Sweet cherry trees grow vertically very quickly, as more nutrients from sunlight means a higher yield of fruits. However, the more vertical the tree is, the more foliage there is on the tree rather than fruit. By bending the branches at an angle of 30–60 degrees in relation to the trunk and anchoring them to the ground, the tree will produce more fruit and fewer leaves. Research findings show that bending branches slows the release of hormones coursing through the tree that are essential for fruit growth.

=== Pests, diseases, etc. ===
Birds are the most common pest of cherry trees, seeking the sweet fruits. Birds can be repelled by using netting to cover trees in an orchard or deploying flash tape to scare them away.

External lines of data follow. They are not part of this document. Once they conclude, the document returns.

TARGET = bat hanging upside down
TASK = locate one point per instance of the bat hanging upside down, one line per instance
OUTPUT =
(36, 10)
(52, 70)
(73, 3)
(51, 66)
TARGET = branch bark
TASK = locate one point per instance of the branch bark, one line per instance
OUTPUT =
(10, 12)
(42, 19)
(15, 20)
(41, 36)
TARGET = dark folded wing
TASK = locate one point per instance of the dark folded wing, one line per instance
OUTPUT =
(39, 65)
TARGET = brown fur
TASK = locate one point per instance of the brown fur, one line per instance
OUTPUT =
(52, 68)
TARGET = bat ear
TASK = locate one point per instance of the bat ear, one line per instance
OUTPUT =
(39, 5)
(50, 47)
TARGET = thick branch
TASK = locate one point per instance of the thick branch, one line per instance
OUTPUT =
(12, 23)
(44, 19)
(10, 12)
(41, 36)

Bacterial canker is a disease that can afflict all cherry trees, including Royal Ann trees. Signs of the disease include dead branches and brown colored damaged spots on branches or the trunk. Bacterial canker can be deterred by applying a copper spray to the trees in the fall and winter months.

Another common problem is rain splitting. This happens when the cherries are near ripe, and full of nutrients. With an excess of water intake, the skin of the fruit can no longer hold all of the nutrients and fluids and bursts open.

== Human use ==
Because of their firm and fleshy traits, Royal Ann cherries are ideal for home commercial and home canning. They're often used for making pies, sauces, and jams because of their natural sweetness. Because Royal Ann cherries are so fragile, they make a great option for canning because the fruit is not being selected based on appearances as if it were freshly picked. Bruised Royal Ann cherries will taste the same mashed into a pie or in canned preserves.

Royal Ann cherries are also used to make maraschino cherries for cocktails and dishes. Royal Ann cherries are also eaten fresh, and are said to have a distinct sweet taste when consumed in this manner.